Another example included a 1913 “Rose d’Iribe” day dress worn by Denise Poiret (wife of Paul Poiret) and a 1913 House of Drecoll silk dress. The smells found in both was applied as scented paint on the walls opposite of the display. Fashionable heiress Millicent Rogers was the subject of the “Scent of a Woman” section, with her worn garments including a 1938 Schiaparelli evening dress, 1943 Mainbocher cocktail apron, and 1942 cocktail hat. The six peak molecules found were: hexadecyl 2-ethylhexanoate (present in emollients,coconut oil, and cosmetics; palmitic acid (from plants, animals, microorganisms, and oils); butyl cellosolve (created when body sweat mixes with surfactants; menthadien-1-ol (present in decaying natural materials); beta-phellandrene (present in products containing pepper); and dodecane (present in plants, including ginger).

“All the molecules [in the exhibition] are real molecules found in the various items. What you are smelling is not fake but actual amplification of hidden information under the ’skin’ of the items,” Tolaas adds. “What all these smells do is bring back or reawaken hidden life in all the items of concern. Visitors can engage with the items and exhibition through emotions and memory in the most efficient way and start to imagine the people who have been wearing the various garments.”

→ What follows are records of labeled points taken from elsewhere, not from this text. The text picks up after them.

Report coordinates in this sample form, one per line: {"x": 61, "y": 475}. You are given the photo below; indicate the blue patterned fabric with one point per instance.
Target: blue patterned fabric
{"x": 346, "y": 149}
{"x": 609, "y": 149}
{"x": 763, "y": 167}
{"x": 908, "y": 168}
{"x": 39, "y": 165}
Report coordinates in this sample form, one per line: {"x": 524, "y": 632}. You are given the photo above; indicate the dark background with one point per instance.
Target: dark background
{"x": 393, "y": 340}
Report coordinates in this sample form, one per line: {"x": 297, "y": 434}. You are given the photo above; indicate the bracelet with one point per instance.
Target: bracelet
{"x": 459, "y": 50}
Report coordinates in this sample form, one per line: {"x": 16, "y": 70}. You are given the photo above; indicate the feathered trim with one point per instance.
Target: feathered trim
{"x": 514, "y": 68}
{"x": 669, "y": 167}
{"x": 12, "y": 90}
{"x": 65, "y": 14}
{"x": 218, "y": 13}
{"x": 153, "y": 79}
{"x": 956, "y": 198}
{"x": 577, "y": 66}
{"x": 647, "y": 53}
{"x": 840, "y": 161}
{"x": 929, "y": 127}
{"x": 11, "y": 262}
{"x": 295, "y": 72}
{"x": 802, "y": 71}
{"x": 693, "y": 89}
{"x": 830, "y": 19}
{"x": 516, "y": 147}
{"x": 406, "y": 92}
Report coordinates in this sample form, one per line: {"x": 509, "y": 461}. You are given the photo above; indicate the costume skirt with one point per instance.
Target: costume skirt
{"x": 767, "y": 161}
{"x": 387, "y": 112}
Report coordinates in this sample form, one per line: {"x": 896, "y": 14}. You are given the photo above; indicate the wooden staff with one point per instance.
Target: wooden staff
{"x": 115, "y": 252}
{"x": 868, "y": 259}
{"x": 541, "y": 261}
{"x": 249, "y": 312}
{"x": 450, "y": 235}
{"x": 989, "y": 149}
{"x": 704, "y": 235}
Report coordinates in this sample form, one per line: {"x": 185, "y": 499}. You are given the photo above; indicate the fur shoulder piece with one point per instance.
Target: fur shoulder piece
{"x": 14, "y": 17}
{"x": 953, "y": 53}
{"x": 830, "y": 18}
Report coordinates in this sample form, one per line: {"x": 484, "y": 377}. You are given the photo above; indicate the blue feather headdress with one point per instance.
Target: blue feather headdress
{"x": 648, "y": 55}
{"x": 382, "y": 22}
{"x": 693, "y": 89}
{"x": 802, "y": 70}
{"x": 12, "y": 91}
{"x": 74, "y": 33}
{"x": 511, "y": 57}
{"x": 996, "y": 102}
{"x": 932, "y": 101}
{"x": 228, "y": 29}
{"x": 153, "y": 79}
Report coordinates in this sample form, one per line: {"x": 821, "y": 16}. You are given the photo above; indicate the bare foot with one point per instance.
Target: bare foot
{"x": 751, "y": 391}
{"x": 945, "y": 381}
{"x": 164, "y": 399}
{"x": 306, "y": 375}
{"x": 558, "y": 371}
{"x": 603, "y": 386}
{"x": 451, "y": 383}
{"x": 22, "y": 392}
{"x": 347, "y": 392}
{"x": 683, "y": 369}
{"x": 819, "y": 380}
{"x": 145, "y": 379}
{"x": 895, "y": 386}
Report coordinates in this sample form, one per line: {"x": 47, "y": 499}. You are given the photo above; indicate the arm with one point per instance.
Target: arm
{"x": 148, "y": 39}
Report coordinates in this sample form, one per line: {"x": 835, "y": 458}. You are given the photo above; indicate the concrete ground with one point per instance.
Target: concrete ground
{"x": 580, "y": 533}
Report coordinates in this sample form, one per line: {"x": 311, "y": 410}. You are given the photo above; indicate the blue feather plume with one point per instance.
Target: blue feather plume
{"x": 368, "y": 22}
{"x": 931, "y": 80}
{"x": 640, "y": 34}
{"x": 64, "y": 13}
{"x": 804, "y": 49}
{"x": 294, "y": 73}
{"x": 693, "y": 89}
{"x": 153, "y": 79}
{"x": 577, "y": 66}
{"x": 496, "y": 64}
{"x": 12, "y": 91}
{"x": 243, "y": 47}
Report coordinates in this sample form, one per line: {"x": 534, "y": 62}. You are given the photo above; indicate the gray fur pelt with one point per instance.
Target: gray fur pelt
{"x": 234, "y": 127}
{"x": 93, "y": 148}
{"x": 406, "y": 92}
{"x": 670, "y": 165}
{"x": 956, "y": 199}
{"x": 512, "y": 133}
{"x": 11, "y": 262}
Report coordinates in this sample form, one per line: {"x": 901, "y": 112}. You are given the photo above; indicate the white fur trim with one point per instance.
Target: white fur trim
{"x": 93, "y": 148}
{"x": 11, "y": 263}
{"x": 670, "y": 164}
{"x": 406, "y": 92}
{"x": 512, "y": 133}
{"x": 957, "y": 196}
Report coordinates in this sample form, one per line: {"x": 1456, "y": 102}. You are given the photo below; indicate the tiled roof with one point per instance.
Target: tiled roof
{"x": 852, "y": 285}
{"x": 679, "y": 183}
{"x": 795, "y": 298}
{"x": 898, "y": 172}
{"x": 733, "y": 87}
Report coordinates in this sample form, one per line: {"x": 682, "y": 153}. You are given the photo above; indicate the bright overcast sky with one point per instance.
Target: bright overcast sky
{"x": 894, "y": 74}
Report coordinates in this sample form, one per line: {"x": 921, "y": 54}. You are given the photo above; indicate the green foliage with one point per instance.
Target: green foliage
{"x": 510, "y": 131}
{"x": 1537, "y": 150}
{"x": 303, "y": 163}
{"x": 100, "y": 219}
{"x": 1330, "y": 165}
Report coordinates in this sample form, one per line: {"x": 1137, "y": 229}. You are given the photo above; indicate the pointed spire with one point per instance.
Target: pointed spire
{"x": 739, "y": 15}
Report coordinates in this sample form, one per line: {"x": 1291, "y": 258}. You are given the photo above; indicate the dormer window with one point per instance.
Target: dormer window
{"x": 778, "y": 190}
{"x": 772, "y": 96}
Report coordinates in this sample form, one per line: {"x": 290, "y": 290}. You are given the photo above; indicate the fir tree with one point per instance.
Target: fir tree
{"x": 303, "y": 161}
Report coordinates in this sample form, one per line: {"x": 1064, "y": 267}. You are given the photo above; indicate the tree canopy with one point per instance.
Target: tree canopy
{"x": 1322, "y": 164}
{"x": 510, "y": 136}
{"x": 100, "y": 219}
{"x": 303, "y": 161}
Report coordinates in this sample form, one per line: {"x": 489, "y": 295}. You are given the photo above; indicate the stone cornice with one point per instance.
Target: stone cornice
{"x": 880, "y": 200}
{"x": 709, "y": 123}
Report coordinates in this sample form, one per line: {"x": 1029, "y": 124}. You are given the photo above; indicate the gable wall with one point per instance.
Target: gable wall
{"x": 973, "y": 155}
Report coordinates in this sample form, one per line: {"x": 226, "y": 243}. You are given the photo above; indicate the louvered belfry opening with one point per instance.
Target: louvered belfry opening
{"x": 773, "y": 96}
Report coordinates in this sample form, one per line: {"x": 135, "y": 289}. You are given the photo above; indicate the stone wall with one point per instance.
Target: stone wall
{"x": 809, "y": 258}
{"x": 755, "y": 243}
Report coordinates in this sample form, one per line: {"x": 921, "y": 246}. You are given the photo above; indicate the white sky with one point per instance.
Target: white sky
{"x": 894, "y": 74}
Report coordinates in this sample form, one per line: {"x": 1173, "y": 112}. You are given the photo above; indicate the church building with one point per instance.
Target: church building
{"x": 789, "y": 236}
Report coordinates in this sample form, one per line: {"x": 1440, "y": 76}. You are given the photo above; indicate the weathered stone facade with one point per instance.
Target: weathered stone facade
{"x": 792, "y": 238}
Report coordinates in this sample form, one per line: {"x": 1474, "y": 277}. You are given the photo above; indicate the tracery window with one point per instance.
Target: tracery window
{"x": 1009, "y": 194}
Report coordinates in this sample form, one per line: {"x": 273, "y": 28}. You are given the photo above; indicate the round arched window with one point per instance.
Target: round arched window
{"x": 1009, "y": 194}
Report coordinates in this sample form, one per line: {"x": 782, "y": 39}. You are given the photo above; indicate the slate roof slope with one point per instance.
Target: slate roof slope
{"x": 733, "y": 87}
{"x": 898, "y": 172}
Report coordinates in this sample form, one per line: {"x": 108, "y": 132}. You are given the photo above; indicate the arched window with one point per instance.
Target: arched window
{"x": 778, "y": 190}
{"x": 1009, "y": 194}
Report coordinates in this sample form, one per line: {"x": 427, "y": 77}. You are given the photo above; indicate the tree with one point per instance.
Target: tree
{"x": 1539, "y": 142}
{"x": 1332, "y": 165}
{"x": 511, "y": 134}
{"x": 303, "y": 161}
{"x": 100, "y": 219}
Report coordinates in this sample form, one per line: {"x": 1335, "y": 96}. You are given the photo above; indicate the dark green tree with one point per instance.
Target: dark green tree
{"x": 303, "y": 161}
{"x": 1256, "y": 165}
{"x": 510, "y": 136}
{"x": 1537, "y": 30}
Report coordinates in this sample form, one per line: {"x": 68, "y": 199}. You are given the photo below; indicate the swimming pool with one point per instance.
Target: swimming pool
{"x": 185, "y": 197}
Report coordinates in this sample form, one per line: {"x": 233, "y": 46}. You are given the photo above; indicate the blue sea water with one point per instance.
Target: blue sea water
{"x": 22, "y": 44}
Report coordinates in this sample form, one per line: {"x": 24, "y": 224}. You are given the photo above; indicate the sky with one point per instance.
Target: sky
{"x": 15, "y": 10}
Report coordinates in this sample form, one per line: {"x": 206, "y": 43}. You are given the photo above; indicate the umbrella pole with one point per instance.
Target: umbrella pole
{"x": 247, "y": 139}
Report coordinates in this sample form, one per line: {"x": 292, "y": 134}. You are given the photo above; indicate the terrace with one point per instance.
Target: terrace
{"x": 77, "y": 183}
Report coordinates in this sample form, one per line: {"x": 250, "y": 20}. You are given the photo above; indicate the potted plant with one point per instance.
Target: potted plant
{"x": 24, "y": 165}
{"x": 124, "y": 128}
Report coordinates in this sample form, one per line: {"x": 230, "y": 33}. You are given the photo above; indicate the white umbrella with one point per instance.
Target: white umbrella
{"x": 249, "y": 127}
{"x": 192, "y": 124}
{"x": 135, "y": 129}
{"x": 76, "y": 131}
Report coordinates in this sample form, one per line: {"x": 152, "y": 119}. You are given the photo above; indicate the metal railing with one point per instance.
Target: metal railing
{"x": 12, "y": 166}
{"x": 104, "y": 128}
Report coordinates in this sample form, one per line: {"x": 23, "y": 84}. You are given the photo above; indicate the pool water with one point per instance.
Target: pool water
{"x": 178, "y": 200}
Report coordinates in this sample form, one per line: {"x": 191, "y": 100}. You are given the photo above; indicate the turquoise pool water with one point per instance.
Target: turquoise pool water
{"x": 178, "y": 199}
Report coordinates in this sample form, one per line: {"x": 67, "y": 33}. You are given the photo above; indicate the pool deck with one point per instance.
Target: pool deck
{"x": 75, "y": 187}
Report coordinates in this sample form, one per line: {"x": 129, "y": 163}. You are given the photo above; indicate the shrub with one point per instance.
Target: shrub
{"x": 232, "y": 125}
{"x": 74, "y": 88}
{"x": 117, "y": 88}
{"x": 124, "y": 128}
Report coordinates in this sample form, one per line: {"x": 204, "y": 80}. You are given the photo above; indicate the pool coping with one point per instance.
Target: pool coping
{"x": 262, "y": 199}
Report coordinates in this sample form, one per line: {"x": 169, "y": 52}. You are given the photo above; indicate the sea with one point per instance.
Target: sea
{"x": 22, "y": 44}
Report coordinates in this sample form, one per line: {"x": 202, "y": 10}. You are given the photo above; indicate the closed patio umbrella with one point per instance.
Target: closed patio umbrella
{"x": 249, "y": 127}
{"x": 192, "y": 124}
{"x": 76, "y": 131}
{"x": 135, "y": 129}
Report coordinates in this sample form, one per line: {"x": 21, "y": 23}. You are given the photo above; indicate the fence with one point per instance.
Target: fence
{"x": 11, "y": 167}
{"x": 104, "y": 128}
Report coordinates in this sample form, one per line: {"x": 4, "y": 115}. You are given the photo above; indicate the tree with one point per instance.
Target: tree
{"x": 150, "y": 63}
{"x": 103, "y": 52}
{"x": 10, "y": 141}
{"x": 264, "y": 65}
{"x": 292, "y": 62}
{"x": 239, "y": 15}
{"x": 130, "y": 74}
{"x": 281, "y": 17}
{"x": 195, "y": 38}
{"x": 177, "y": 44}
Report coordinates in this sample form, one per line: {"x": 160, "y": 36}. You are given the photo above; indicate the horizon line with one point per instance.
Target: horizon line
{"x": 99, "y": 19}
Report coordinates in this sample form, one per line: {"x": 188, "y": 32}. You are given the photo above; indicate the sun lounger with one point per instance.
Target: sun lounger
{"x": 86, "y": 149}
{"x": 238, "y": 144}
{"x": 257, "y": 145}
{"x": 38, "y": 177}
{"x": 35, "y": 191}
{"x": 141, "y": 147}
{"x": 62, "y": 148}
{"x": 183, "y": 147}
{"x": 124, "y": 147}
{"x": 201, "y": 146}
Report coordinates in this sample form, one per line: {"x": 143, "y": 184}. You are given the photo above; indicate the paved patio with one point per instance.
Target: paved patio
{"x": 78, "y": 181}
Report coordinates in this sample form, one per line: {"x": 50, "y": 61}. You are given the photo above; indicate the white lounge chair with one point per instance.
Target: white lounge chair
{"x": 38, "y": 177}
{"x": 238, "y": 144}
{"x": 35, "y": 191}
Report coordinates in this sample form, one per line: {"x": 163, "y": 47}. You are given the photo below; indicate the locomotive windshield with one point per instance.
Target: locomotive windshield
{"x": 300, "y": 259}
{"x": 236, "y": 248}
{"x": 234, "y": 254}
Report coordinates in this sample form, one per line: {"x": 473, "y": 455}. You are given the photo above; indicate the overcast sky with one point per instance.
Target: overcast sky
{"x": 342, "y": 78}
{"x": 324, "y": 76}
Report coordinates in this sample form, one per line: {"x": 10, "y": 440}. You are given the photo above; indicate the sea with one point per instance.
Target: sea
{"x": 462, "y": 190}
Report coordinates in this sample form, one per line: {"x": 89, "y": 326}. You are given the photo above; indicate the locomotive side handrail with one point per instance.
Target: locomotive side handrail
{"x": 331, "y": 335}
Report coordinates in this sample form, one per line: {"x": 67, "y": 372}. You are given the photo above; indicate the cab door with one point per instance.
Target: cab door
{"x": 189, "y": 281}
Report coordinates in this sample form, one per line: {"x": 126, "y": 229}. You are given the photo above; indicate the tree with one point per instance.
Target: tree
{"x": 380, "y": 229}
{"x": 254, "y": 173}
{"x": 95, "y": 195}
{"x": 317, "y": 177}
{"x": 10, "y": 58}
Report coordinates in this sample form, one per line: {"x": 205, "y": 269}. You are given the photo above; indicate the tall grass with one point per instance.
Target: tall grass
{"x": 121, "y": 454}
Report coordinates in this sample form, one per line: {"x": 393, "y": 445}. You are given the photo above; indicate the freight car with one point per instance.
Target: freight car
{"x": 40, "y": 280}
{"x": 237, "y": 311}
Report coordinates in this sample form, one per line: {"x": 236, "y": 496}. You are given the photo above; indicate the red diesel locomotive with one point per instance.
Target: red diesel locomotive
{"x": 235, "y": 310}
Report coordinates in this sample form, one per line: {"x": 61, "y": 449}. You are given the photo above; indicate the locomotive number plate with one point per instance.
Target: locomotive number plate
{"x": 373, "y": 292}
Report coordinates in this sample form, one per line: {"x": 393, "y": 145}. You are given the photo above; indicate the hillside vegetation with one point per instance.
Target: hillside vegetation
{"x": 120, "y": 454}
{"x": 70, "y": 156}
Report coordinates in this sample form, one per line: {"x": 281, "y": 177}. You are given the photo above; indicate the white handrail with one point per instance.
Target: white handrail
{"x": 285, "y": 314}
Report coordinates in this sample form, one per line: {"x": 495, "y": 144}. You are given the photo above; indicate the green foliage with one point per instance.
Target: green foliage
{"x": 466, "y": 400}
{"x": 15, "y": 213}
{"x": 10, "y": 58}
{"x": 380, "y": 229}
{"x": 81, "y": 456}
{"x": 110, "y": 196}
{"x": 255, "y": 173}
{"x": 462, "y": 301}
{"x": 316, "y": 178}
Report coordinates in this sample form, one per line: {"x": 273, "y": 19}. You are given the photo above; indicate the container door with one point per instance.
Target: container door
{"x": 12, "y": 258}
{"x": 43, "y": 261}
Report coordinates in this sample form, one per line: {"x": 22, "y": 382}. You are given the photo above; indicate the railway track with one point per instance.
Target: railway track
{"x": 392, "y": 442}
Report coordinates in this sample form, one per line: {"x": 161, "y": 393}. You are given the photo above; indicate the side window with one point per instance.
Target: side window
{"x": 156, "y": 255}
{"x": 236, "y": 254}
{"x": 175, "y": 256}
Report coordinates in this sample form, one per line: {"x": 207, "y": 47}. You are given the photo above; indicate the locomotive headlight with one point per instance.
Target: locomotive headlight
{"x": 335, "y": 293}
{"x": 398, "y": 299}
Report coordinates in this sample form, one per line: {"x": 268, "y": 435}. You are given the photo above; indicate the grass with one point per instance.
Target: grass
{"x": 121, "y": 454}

For Tolaas, the message of her smell projects for the show go beyond the walls of the Met museum. “We live in a world where we look at things and frame view. Smell embodiments bring immediate emotion to that understanding. Without an emotional reaction there is no action,” she concludes. “People love to smell real stuff. For the first time in history the Met is opening a new way of communication for their massive archive, and that is sending an incredible sign of change to the world. I am very thankful for being part of this change.”